I needed to come up with an appetizer to feed a crowd, so I came up with my own vegan version of stuffed mushrooms. They were pretty easy to make and were gone in no time. Another great ingredient to add is a couple of Field Roast Italian Sausages–just thaw, chop and add to the food processor with the bell pepper.
INGREDIENTS:
About 30 mushrooms, washed and stems reserved
2 cloves garlic, minced
1 red bell pepper
5 green onions
3-4 Tbs Earth Balance margarine, divided
1/2 C bread crumbs
6″ of a garlic scape
Salt and pepper, to taste
1/2 to 1 tsp cayenne pepper
3/4 C vegan mozzarella (like Vegan Rella), shredded
DIRECTIONS:
Preheat oven to 325. Saute the mushroom caps in 2 tablespoons of margarine until they just begin to brown on each side. Then set aside.

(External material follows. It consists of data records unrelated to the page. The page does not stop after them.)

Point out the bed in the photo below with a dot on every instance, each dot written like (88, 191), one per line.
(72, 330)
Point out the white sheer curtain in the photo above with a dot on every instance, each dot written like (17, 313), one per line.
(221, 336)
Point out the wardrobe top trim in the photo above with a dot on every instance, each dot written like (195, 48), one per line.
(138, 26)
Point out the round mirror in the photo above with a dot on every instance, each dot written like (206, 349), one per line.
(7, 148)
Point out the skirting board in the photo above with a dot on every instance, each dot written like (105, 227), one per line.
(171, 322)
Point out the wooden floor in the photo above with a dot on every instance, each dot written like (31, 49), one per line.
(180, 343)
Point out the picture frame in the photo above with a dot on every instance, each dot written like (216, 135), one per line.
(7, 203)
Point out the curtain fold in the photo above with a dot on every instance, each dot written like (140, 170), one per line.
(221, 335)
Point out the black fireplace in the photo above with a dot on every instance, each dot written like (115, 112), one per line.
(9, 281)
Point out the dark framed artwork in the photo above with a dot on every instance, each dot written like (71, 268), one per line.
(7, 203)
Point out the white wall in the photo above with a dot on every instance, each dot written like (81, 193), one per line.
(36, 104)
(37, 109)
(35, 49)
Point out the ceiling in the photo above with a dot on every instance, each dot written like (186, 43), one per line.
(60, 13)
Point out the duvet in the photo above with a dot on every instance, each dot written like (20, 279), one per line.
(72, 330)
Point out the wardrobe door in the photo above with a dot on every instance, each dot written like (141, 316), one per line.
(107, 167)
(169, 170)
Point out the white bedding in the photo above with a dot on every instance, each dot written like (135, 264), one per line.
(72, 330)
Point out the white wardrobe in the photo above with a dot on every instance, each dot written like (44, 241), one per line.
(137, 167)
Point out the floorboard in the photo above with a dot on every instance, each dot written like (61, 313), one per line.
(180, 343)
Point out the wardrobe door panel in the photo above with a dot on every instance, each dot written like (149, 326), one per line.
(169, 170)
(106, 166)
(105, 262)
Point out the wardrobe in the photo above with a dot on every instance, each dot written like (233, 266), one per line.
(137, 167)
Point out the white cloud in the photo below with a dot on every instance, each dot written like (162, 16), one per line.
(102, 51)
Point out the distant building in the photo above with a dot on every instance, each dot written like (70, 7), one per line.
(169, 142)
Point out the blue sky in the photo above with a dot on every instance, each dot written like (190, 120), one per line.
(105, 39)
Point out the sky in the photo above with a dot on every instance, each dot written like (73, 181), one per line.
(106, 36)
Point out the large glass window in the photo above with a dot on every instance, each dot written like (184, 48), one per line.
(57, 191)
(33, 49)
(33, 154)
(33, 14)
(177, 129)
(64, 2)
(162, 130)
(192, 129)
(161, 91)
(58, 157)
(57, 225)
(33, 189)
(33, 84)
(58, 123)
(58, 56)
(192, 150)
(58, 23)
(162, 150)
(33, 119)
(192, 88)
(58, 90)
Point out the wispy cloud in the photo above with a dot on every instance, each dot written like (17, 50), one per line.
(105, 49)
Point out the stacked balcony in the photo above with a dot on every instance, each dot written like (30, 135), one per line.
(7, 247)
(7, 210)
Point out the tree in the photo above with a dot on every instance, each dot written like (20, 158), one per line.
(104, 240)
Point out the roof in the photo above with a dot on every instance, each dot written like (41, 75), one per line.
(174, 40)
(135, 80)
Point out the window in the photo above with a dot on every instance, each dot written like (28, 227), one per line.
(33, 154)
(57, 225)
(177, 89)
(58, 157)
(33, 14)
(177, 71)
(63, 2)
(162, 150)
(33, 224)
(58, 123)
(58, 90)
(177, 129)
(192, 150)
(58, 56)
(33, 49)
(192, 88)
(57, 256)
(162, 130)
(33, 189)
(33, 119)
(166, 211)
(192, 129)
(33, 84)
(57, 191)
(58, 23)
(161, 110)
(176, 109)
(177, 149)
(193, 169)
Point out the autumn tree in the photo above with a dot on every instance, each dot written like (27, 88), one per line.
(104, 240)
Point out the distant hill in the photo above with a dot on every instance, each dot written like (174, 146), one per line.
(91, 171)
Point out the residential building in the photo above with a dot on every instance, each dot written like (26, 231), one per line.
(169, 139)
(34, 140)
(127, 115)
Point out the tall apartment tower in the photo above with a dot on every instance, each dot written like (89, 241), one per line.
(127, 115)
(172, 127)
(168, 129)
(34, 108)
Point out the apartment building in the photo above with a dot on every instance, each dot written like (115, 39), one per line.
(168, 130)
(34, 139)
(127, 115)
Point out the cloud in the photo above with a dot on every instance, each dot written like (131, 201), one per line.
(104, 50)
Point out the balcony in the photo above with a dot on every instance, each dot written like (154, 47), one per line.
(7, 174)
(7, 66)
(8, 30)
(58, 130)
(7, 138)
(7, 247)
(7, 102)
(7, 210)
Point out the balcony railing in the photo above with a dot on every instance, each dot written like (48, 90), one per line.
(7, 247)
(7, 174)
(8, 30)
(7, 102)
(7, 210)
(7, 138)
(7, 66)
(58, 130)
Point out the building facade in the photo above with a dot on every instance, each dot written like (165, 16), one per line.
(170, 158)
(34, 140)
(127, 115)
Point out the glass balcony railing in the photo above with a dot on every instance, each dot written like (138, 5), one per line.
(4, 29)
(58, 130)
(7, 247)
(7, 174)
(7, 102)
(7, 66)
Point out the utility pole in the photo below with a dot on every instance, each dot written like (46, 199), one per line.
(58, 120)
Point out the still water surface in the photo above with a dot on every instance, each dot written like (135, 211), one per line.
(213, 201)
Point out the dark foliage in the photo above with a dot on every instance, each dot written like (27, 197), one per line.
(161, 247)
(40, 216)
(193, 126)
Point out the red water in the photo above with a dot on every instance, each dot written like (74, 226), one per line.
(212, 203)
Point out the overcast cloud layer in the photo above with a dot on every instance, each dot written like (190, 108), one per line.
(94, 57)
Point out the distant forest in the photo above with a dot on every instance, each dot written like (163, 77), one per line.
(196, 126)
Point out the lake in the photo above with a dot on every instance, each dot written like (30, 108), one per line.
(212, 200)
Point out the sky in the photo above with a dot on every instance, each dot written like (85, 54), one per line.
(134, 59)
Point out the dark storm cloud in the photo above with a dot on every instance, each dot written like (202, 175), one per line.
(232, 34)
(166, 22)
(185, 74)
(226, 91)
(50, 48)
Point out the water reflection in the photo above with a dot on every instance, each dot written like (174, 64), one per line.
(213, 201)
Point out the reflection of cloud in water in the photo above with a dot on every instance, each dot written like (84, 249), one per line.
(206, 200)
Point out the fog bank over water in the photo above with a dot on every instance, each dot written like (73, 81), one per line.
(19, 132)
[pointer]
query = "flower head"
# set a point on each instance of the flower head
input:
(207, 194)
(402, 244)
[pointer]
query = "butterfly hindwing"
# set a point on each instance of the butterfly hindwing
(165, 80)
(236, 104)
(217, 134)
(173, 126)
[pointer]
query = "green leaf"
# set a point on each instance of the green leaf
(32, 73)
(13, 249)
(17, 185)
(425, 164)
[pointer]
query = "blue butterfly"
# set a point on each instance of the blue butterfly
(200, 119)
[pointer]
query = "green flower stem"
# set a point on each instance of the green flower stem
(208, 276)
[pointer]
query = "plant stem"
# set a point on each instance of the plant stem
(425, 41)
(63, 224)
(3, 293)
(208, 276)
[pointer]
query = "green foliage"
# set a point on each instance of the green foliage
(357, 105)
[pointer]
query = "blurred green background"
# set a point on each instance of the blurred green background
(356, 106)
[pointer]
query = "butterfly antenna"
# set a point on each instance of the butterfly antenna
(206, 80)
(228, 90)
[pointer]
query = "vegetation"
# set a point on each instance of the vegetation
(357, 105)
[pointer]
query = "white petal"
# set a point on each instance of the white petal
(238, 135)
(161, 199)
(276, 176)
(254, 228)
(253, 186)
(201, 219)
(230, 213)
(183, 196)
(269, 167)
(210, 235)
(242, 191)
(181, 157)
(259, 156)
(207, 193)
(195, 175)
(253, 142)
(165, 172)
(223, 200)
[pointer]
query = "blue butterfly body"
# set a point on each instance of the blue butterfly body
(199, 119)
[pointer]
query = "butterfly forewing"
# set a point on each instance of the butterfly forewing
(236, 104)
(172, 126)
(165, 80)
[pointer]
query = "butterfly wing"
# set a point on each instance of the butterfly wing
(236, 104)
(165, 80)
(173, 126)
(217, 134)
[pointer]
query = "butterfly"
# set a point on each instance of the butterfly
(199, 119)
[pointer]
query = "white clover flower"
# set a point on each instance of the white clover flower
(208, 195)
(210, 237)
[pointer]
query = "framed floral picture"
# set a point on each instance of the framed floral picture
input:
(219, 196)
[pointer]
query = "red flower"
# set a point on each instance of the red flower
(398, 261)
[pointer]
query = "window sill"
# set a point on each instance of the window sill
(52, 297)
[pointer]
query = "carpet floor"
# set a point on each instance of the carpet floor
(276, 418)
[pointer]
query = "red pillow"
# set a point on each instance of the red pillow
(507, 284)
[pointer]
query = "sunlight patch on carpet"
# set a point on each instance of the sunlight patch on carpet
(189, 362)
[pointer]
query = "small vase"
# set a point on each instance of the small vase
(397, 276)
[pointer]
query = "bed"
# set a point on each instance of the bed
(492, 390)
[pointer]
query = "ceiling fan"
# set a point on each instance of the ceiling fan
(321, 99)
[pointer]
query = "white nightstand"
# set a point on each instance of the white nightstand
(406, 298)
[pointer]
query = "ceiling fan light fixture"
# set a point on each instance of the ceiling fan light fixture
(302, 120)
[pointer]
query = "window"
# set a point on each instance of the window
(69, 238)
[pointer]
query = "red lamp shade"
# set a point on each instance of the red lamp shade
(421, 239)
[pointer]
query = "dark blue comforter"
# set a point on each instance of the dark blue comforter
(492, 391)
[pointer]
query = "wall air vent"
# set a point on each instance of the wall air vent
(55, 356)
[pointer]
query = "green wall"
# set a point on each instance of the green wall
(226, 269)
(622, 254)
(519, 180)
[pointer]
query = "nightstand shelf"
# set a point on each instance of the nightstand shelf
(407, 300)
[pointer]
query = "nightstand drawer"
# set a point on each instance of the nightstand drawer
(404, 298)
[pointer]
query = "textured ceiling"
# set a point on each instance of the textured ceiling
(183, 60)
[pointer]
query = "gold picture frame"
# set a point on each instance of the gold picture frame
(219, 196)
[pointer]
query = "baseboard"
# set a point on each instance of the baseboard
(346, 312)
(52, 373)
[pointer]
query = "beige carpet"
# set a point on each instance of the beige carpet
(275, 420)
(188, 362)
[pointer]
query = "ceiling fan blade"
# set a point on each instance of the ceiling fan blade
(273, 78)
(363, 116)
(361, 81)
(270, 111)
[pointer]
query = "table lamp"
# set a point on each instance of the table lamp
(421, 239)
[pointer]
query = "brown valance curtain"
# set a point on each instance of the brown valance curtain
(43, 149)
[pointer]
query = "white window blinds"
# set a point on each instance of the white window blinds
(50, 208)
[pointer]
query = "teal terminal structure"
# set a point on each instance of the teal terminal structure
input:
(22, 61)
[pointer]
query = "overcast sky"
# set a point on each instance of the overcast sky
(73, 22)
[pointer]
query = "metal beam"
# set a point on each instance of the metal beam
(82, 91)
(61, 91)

Chop up the mushroom stems, red bell pepper, green onions and scape. Here’s a scape:
Add all four to a food processor and chop up until fine:
Transfer to the same pan that you used to saute the mushrooms caps in, and saute the pepper mixture in 2-3 tablespoons of margarine for 3-4 minutes. Add bread crumbs, salt, pepper, and cayenne.
Remove from heat. Stuff each cap with about 1/2 to 1 teaspoon of the pepper mixture and a medium pinch of cheese.
If you are making these ahead, you can stuff them and refrigerate them, but add the cheese just before baking. Bake for 15 minutes and enjoy!